Hoping for a recruiting and sales boost, the Pentagon and the defense industry pulled out all the stops to supply Transformers director Michael Bay (pictured below) with the fighter jets, warships, tanks, trucks and helicopters he needed to bring his giant-robots epic to life. The cost to Bay and studio Paramount? $25,000 an hour for F-22s, for starters, the Armed Forces Press Service reports:
Defense Department officials allowed Paramount Pictures to film at Air Force bases in New Mexico and California, and to rent military equipment such as the CV-22 Osprey and F-22 Raptor, which made their big-screen debuts in Transformers. F-22s run about $25,000 per hour, according to the rental scale established by the department.“You can’t go to Tanks R’ Us and rent a tank or a destroyer,” [Army public affairs Lt. Col Paul] Sinor said. “If you need that in the movie, you have to come to the military.”
The military decided to support the film after reading the Transformers script and noting the crucial role U.S. forces play in defeating the marauding Decepticons, according to AFPS:
When reviewing a script, [Air Force film liaison Phil] Strub said, he tries to put himself in the place of a servicemember who would see the movie. “I try to imagine myself sitting in a theater or the big screen, and how it makes me feel seeing how I’m being portrayed,” he said.Air Force Capt. Christian Hodge, who has served as the Defense Department’s project officer on both Transformers and [upcoming superhero flick] Iron Man, said military people typically enjoy seeing their services on screen. “It’s good for morale,” he said.
Hodge said there’s no way to measure the true impact Hollywood productions have on recruiting. But he said it’s hard to dismiss the message a big-screen production like Iron Man sends.
But what kind of message does it send when U.S. weapons are mostly bad guys, as in Transformers? In that film’s opening scene, a Sikorsky MH-53J Pave Low chopper-turned-robot kills thousands of Americans in a nighttime rampage. Bloomberg News posed the question a couple weeks back:
“It’s risky,” said Brad Brown, president of Los Angeles-based Brown Entertainment Group, which helps companies plan advertising campaigns and promotional tie-ins with movies. “I don’t want to be the bad guy. I want to be the good guy, or don’t use me.”
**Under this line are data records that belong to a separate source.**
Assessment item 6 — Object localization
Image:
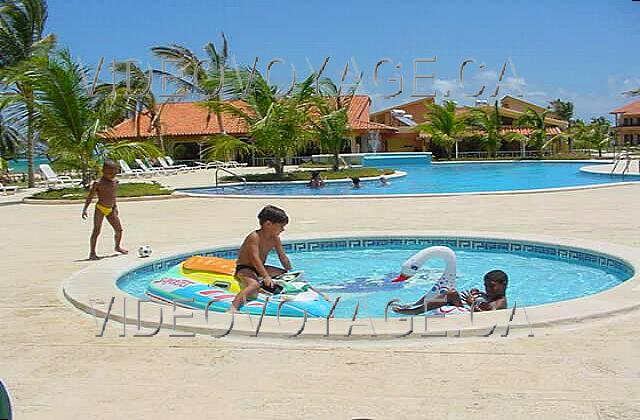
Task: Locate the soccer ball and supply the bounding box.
[138,245,152,258]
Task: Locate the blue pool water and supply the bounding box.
[118,240,632,318]
[9,158,49,172]
[184,162,640,196]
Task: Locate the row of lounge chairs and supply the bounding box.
[35,156,247,188]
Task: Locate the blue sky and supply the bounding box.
[48,0,640,118]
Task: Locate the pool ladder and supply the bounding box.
[215,168,247,191]
[610,151,640,177]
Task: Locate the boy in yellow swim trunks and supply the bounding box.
[82,160,129,260]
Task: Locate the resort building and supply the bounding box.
[108,95,398,160]
[610,100,640,146]
[371,95,569,152]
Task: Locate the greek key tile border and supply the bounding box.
[119,237,634,280]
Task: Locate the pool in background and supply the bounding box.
[117,237,634,318]
[9,157,50,173]
[180,160,640,197]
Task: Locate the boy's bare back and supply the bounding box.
[94,177,118,208]
[237,231,280,266]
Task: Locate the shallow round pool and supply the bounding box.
[117,237,633,318]
[181,162,640,196]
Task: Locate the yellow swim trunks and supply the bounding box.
[96,203,113,217]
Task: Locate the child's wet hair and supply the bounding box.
[102,159,120,170]
[484,270,509,288]
[258,205,289,225]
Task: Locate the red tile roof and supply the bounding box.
[609,101,640,115]
[500,127,562,136]
[107,95,397,138]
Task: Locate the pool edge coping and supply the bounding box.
[61,231,640,339]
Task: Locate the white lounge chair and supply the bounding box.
[40,163,82,188]
[136,159,175,175]
[0,184,18,195]
[118,159,153,177]
[194,160,223,169]
[158,157,189,172]
[164,155,192,171]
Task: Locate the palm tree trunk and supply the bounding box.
[27,99,36,188]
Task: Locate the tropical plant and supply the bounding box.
[203,71,315,175]
[0,0,55,187]
[516,108,566,156]
[469,101,503,157]
[311,78,357,171]
[35,51,159,186]
[415,101,468,159]
[571,117,611,157]
[151,33,233,134]
[0,104,22,159]
[111,62,171,154]
[549,99,573,123]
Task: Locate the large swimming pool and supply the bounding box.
[182,162,640,196]
[117,237,633,318]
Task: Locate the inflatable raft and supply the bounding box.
[145,257,331,317]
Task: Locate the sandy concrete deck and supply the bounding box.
[0,185,640,419]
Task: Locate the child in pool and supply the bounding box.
[230,205,291,311]
[391,270,509,315]
[82,160,129,260]
[309,171,324,189]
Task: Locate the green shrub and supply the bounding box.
[223,168,394,182]
[29,182,171,200]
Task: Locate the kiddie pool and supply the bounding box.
[116,236,634,318]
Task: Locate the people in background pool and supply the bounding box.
[309,171,324,189]
[391,270,509,315]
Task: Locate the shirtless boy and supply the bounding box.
[231,206,291,310]
[82,160,129,260]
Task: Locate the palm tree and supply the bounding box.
[151,33,233,134]
[34,51,159,186]
[470,101,503,157]
[571,117,611,157]
[516,108,566,157]
[203,71,316,176]
[311,78,357,171]
[0,0,55,187]
[415,101,468,159]
[112,62,171,154]
[549,99,573,123]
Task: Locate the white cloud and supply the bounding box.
[473,70,498,82]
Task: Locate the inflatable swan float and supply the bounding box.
[392,246,467,314]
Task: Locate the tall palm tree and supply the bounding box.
[415,101,468,159]
[571,117,611,157]
[203,71,316,176]
[34,51,159,186]
[310,78,357,171]
[112,62,171,154]
[151,33,233,134]
[516,108,566,157]
[469,101,503,157]
[0,0,55,187]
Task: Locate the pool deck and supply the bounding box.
[0,180,640,419]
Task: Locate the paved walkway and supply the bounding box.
[0,185,640,419]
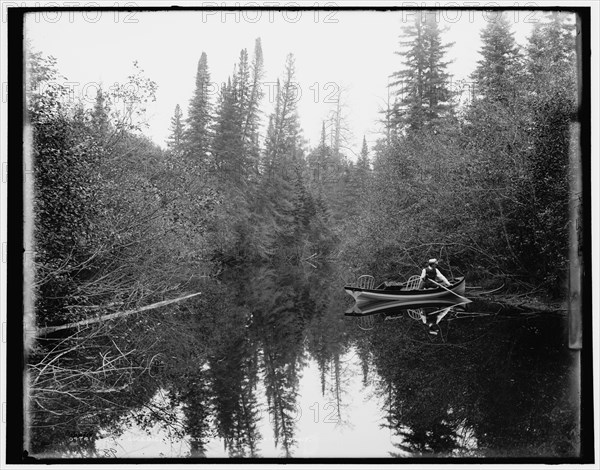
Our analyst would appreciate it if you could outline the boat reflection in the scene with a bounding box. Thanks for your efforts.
[345,298,471,336]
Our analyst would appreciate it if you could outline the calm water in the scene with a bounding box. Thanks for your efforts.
[28,265,579,458]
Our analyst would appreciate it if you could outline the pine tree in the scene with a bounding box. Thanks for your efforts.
[167,104,184,152]
[390,12,452,131]
[92,88,110,138]
[472,13,522,103]
[265,54,302,180]
[185,52,211,164]
[526,12,576,95]
[356,136,371,172]
[212,78,243,182]
[242,38,263,173]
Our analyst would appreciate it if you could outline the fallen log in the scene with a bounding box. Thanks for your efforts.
[36,292,201,337]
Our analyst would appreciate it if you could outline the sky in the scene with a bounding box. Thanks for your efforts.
[26,10,541,158]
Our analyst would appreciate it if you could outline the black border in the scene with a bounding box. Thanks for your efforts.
[6,5,594,465]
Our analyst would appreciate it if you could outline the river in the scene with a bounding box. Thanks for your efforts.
[28,264,579,459]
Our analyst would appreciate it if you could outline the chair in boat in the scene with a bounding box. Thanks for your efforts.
[357,315,375,331]
[407,308,426,323]
[403,274,421,290]
[356,274,375,289]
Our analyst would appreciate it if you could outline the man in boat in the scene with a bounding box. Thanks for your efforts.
[419,258,450,289]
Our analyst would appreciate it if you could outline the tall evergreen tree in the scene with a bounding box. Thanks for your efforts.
[92,88,110,136]
[472,12,522,103]
[185,52,211,164]
[390,11,452,131]
[356,136,371,171]
[242,38,264,173]
[167,104,184,152]
[265,54,302,180]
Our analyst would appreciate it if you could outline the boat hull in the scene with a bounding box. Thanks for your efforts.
[344,277,465,303]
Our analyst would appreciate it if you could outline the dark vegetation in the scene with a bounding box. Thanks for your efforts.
[27,14,576,456]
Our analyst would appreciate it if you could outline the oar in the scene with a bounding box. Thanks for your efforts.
[429,279,471,302]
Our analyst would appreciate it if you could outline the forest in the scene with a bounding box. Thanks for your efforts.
[26,11,578,456]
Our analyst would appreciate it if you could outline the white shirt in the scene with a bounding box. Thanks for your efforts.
[421,268,450,285]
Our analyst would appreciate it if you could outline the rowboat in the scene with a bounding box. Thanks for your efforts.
[344,277,465,303]
[345,295,470,316]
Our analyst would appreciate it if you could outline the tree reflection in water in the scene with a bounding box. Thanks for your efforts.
[348,305,578,457]
[29,264,578,457]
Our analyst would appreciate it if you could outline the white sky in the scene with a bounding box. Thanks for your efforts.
[26,6,541,158]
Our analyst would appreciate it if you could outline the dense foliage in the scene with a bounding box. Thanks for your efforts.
[27,12,576,456]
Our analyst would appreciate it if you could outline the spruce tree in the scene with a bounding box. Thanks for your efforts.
[472,13,522,103]
[185,52,211,164]
[92,88,110,138]
[167,104,184,152]
[265,54,301,180]
[356,136,371,172]
[390,11,452,131]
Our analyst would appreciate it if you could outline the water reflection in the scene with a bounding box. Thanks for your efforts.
[29,264,577,458]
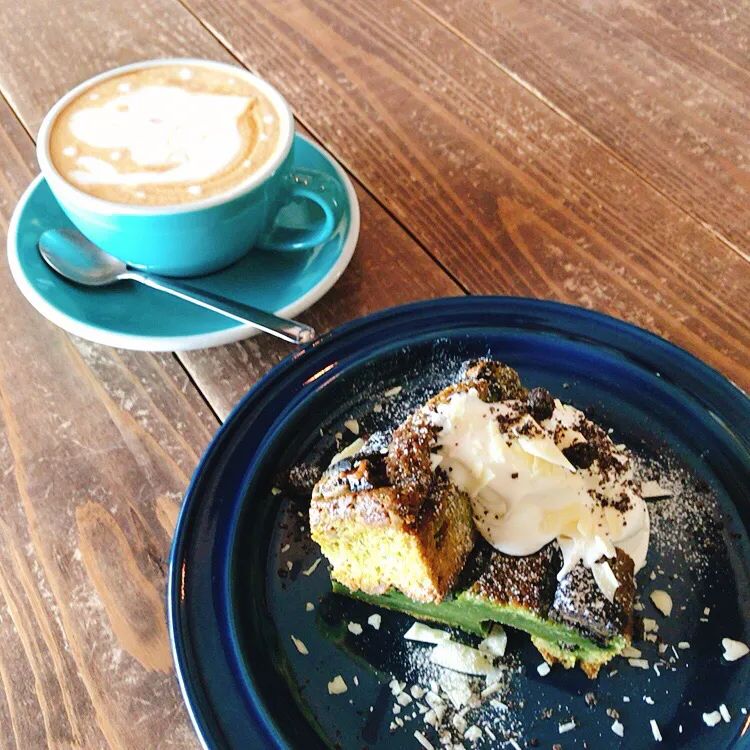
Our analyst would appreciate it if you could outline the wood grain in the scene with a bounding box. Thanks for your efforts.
[151,0,750,387]
[0,92,217,750]
[649,0,750,70]
[417,0,750,251]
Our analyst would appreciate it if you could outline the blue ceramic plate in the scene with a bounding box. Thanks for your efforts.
[8,135,359,351]
[168,297,750,750]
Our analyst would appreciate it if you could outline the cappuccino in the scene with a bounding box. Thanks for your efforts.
[49,63,282,207]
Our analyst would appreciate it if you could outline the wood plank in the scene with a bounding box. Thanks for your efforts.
[0,94,212,750]
[135,0,750,387]
[417,0,750,251]
[0,0,462,418]
[648,0,750,70]
[180,178,462,419]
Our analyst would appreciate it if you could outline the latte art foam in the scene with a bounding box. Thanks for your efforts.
[50,65,280,206]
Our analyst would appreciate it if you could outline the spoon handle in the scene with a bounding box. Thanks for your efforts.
[125,269,315,344]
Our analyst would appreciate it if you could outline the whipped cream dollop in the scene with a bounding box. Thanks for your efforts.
[431,389,649,600]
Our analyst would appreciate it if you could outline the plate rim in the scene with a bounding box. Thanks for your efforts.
[7,133,360,352]
[166,295,750,750]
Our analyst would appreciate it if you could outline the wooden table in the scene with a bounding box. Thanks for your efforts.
[0,0,750,750]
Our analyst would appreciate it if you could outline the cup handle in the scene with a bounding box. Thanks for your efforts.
[257,169,345,251]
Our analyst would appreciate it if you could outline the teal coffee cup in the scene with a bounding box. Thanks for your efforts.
[37,59,345,276]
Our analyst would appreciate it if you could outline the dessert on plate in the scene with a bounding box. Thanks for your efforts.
[310,360,649,678]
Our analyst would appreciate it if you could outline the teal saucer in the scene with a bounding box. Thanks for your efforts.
[8,135,359,351]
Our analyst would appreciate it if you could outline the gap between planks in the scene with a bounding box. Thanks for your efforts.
[170,0,471,295]
[412,0,750,263]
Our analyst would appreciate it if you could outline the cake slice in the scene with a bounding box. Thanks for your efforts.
[310,360,645,677]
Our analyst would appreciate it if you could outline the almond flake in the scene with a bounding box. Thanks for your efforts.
[404,622,451,644]
[628,659,648,669]
[703,711,721,727]
[650,719,661,742]
[302,557,321,576]
[721,638,750,661]
[289,635,310,656]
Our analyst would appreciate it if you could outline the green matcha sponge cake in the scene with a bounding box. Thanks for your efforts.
[310,361,635,677]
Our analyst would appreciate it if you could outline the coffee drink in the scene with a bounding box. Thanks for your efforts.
[49,63,286,207]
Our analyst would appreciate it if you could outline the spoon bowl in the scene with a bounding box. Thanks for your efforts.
[39,229,315,344]
[39,229,128,286]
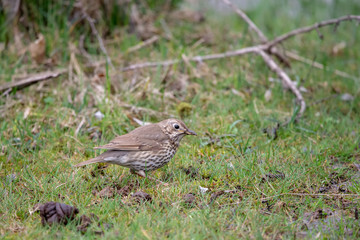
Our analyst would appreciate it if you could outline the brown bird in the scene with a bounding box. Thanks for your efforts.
[75,119,196,182]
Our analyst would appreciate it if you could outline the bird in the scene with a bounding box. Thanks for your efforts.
[74,118,197,185]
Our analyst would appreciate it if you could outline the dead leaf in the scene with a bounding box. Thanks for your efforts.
[331,41,346,56]
[97,187,114,198]
[131,191,152,203]
[29,33,45,64]
[183,193,196,205]
[23,107,31,119]
[39,202,79,225]
[264,89,272,102]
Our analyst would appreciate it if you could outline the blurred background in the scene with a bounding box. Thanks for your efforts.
[0,0,360,239]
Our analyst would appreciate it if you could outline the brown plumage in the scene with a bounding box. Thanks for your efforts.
[75,119,196,184]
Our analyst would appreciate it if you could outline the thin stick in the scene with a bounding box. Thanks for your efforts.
[267,15,360,48]
[120,15,360,72]
[83,11,115,69]
[218,0,306,118]
[258,51,306,118]
[126,35,159,53]
[223,0,290,67]
[262,193,360,201]
[285,51,359,81]
[121,45,266,72]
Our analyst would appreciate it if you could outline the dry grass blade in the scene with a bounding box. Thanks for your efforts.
[0,69,66,93]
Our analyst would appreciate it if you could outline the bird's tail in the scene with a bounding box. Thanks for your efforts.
[74,158,102,167]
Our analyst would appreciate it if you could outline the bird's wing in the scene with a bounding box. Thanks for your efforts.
[95,124,167,151]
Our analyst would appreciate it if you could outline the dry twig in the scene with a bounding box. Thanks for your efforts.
[126,35,159,53]
[261,193,360,201]
[258,51,306,118]
[266,15,360,49]
[223,0,290,67]
[223,0,306,118]
[121,12,360,118]
[120,16,360,72]
[285,51,359,81]
[83,11,115,69]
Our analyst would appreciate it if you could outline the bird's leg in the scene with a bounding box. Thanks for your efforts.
[130,169,169,186]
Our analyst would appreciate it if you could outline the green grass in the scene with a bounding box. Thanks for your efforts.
[0,1,360,239]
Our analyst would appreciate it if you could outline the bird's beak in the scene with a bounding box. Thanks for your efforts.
[185,129,197,136]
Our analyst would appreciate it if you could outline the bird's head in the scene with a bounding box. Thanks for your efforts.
[159,118,196,144]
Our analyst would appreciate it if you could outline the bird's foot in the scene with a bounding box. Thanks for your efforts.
[130,169,169,187]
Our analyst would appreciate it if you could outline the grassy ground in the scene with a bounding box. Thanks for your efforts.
[0,0,360,239]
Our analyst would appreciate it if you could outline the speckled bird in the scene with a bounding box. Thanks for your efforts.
[75,119,196,184]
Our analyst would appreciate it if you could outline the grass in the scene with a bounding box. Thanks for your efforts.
[0,1,360,239]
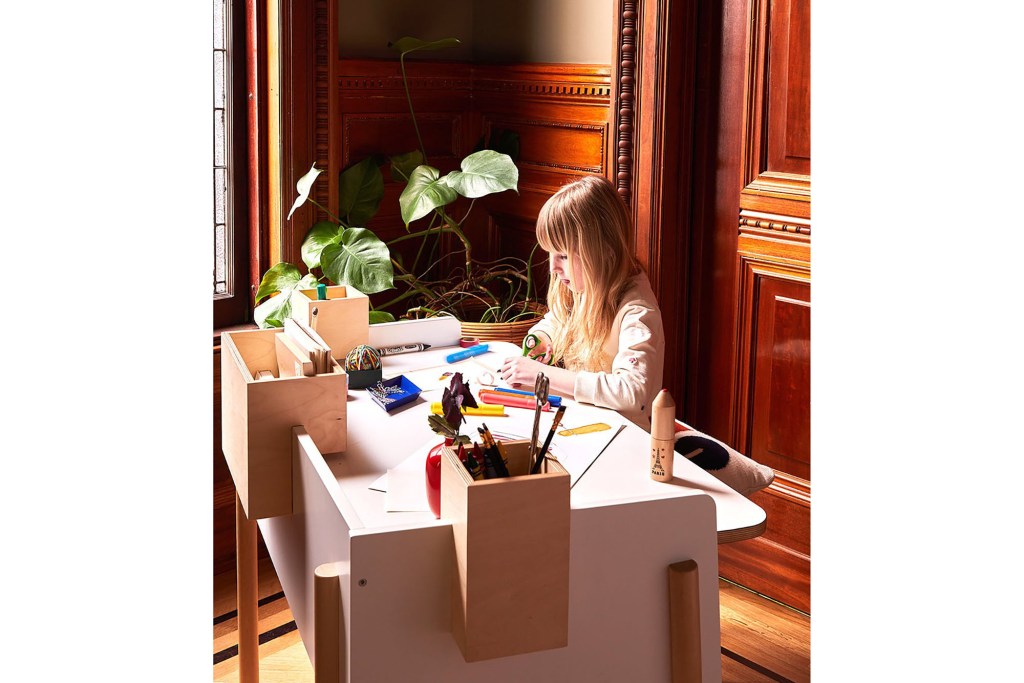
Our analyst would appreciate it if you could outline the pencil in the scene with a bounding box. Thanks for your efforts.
[529,405,565,474]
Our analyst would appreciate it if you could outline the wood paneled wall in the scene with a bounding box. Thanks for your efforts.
[321,59,611,311]
[720,0,811,612]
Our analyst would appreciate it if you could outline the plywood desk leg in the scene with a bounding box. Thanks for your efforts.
[669,560,701,683]
[313,562,347,683]
[234,493,259,683]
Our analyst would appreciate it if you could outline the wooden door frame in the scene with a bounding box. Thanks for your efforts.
[610,0,700,415]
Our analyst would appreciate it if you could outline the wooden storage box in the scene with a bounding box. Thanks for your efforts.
[292,285,370,362]
[441,440,569,661]
[220,329,348,519]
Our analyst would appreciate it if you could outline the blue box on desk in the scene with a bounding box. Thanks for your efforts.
[367,375,420,413]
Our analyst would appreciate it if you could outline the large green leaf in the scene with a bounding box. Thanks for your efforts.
[387,36,462,54]
[338,157,384,225]
[390,150,423,182]
[398,166,459,226]
[253,263,316,329]
[370,310,394,325]
[444,150,519,199]
[301,220,345,268]
[256,262,302,301]
[321,227,394,294]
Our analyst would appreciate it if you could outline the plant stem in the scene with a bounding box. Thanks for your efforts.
[434,206,473,282]
[307,197,348,227]
[398,52,427,164]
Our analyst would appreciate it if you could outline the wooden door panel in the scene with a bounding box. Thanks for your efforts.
[736,256,811,480]
[765,0,811,176]
[748,276,811,479]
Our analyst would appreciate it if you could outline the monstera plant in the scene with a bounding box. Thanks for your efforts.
[254,38,541,328]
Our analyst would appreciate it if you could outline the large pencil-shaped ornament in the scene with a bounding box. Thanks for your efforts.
[650,389,676,481]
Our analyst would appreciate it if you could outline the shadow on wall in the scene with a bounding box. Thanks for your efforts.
[338,0,614,63]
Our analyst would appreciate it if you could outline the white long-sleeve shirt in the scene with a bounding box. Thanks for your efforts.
[530,273,665,431]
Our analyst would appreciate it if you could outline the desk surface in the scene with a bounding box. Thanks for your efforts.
[325,342,766,543]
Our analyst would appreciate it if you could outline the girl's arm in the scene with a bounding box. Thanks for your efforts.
[501,356,578,397]
[573,298,665,424]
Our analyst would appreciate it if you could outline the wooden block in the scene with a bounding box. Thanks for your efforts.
[274,334,316,377]
[220,329,348,519]
[292,286,370,362]
[441,440,569,661]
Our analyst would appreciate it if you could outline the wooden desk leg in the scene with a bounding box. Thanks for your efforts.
[234,493,259,683]
[313,562,347,683]
[669,560,701,683]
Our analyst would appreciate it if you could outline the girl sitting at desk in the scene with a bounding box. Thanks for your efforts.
[501,175,665,431]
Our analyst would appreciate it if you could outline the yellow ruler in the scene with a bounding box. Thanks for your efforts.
[558,422,611,436]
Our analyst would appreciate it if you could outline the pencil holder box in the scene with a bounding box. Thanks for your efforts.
[292,285,370,362]
[441,440,569,661]
[220,329,348,519]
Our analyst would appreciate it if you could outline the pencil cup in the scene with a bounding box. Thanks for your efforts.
[441,440,569,661]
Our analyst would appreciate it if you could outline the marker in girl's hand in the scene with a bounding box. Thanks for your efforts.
[444,344,490,362]
[522,333,550,365]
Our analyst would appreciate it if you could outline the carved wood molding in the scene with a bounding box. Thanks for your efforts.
[764,470,811,508]
[338,75,473,92]
[741,0,811,203]
[472,65,611,102]
[312,0,327,218]
[612,0,639,207]
[739,209,811,242]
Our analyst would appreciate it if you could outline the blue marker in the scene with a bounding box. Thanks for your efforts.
[444,344,490,362]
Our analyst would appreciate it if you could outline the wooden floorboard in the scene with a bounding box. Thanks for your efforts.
[213,559,811,683]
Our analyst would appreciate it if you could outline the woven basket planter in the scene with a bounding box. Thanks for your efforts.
[462,303,547,346]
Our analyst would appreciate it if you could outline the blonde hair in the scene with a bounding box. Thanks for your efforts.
[537,175,641,372]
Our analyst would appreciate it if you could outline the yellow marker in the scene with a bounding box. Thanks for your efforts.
[558,422,611,436]
[430,400,503,417]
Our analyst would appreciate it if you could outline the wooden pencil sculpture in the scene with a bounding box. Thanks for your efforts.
[650,389,676,481]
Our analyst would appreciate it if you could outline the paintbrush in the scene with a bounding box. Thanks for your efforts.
[529,405,565,474]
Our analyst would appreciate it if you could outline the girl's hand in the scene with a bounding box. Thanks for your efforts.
[501,355,550,388]
[522,333,551,366]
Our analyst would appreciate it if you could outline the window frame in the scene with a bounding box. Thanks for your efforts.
[211,0,255,331]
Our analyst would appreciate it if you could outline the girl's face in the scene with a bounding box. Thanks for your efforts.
[549,252,584,294]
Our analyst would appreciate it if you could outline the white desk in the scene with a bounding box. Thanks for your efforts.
[232,343,765,683]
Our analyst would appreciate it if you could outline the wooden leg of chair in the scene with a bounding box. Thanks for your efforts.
[669,560,701,683]
[313,562,347,683]
[234,494,259,683]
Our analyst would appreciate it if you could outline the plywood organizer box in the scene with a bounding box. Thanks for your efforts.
[224,319,765,683]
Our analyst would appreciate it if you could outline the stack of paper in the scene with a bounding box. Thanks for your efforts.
[276,317,332,377]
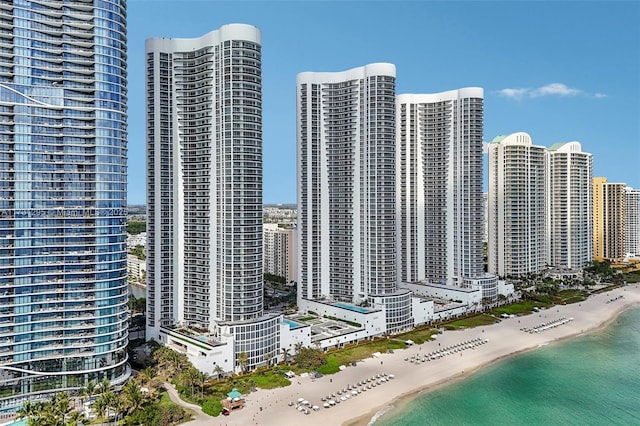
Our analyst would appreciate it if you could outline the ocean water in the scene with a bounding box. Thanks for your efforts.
[370,308,640,426]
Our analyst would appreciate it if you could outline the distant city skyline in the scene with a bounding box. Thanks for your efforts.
[128,0,640,204]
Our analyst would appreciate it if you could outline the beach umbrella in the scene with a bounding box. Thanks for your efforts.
[227,388,242,398]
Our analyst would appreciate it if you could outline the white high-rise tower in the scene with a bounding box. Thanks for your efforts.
[624,186,640,255]
[547,142,593,269]
[146,24,279,368]
[297,63,397,302]
[396,87,484,286]
[488,132,547,277]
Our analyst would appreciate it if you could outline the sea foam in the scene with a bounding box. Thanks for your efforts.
[367,405,395,426]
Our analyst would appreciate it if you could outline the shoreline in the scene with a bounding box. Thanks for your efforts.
[222,284,640,426]
[342,292,640,426]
One weapons maker lobbied for a hero’s role in Transformers for one of its products but got offered a villain instead. Force Protection Inc., based in South Carolina, lent one of its Buffalo ordnance-clearing trucks (aka, MRAP) to Bay & co. to portray the murderous Decepticon Bonecrusher (pictured top and at left). At one point in Transformers, Bonecrusher slices and explodes a passenger bus and tosses minivans (full of families?) off of an elevated highway. “We’ve always believed promoting products through toys, and exposure to American youth would be a good strategy,” [Force Protection vice president Mike] Aldrich told Bloomberg. “We’re used to saving lives, not ripping people up.”
Even so, Force Protection gleefully promoted its product’s appearance, even featuring a toy Bonecrusher on its website (pictured left).